When they expanded their mutational analysis to blood and bone marrow samples from a cohort of nine patients, the researchers uncovered 12 mutations. Two of these patients had previously undergone bulk analysis, which had indicated that they harbored KRAS and NRAS mutations, and here, the KRAS mutation was found in seven of the 11 circulating tumor cells obtained from one patient and the NRAS mutation was identified in 11 of the 14 circulating tumor cells from the other.

In addition, the investigators compared the mutational profiles of single circulating tumor cells to single cells isolated from bone marrow to find that they harbored the same mutations. That is, Golub and his colleagues said, all of the mutations found through bulk clinical-grade analysis of bone marrow could be detected through single-cell analysis.

He and his colleagues also reported that their single-cell analysis could sometimes detect mutations with greater frequency than bone marrow analyses. For instance, for three patients, the proportion of circulating tumor cells with TP53, BRAF, and NRAS mutations was higher among circulating tumor cells than among single cells isolated from bone marrow of the same patient.

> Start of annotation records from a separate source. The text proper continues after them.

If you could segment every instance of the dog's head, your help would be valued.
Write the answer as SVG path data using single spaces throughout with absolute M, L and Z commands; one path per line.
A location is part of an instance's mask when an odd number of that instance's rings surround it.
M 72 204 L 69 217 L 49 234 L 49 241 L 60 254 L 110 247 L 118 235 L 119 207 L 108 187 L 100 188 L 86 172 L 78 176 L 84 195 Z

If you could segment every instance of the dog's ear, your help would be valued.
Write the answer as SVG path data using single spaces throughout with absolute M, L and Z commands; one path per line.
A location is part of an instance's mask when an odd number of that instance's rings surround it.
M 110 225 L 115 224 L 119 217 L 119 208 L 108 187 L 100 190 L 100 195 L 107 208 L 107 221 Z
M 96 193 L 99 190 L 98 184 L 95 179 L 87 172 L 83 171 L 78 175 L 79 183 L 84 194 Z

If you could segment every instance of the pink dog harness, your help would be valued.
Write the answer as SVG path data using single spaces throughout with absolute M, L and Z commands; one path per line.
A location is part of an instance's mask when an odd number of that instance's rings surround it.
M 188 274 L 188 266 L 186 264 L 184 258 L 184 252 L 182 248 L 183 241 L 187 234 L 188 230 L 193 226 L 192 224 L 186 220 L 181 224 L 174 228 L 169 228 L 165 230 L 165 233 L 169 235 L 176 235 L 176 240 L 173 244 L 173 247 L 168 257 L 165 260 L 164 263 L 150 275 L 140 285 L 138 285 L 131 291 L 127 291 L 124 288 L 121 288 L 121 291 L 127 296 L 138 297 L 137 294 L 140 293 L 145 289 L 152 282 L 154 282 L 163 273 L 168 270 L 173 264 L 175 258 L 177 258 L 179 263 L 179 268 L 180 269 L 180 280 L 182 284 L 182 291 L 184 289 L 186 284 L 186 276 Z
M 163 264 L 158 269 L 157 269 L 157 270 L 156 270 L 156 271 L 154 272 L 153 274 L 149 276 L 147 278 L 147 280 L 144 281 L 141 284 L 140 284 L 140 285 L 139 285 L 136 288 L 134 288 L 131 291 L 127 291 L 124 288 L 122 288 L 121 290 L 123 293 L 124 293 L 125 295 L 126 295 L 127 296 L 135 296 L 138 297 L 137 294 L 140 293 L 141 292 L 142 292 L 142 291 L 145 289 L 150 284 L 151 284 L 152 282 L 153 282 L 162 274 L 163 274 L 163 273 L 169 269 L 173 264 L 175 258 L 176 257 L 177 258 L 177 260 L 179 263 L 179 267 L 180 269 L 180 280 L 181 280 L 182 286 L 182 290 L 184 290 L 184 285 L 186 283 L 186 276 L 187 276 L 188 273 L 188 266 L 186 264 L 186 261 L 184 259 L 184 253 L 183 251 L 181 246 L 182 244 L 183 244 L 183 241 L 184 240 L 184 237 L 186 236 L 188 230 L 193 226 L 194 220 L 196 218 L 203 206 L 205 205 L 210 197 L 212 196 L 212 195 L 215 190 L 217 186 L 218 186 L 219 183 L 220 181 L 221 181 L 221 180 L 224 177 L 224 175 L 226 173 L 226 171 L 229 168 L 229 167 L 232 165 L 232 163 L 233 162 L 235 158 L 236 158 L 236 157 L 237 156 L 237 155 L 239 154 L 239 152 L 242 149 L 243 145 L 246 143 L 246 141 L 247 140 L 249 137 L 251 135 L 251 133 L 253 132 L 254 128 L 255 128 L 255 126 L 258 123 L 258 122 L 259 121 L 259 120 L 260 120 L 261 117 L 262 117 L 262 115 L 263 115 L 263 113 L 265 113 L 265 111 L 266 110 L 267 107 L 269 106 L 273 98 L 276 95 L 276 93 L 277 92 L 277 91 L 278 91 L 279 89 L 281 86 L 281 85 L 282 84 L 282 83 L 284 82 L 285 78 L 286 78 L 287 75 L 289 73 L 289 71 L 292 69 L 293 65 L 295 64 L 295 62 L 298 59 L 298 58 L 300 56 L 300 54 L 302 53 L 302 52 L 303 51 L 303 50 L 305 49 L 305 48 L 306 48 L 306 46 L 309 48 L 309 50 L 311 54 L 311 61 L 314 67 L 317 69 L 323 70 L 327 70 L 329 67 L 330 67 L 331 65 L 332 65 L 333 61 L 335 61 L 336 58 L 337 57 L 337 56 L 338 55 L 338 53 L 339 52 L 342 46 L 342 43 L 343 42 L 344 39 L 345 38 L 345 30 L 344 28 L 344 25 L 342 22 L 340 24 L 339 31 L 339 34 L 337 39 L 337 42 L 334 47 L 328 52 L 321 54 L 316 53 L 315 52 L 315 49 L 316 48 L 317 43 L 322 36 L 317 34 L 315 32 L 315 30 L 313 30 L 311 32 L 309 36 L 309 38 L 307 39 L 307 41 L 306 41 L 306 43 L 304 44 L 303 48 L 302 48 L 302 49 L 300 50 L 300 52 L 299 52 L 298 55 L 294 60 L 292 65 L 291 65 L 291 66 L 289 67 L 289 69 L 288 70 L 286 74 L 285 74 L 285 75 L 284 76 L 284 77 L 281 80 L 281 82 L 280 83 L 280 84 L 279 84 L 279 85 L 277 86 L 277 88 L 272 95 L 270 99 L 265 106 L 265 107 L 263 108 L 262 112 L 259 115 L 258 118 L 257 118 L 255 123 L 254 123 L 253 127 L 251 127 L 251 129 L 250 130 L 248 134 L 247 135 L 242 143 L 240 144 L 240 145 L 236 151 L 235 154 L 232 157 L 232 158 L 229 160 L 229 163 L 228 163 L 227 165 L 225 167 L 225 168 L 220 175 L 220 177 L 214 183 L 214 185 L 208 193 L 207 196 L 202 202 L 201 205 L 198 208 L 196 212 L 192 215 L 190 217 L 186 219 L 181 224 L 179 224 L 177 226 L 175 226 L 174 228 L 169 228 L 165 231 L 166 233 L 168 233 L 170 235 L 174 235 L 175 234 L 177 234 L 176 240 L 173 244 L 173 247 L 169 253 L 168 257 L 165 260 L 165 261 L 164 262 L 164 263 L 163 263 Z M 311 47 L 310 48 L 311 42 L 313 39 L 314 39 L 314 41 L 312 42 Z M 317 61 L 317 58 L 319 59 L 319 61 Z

These and additional findings suggested to Golub and his colleagues that genomic characterization of circulating tumor cells should be investigated further. "We propose that it is now time to incorporate deep molecular analysis of the peripheral blood into the characterization of [multiple myeloma] patients undergoing clinical investigation," they wrote.

Single-cell analyses could, they added, help guide treatment. For instance, through gene-expression analysis of single cells isolated from plasma, the researchers were able to uncover differences in the expression of therapeutically relevant transcripts, like CD38, SLAMF7, and BCMA. This suggested that gene expression profiling of circulating tumor cells could also help diagnose or classify multiple myeloma subtypes.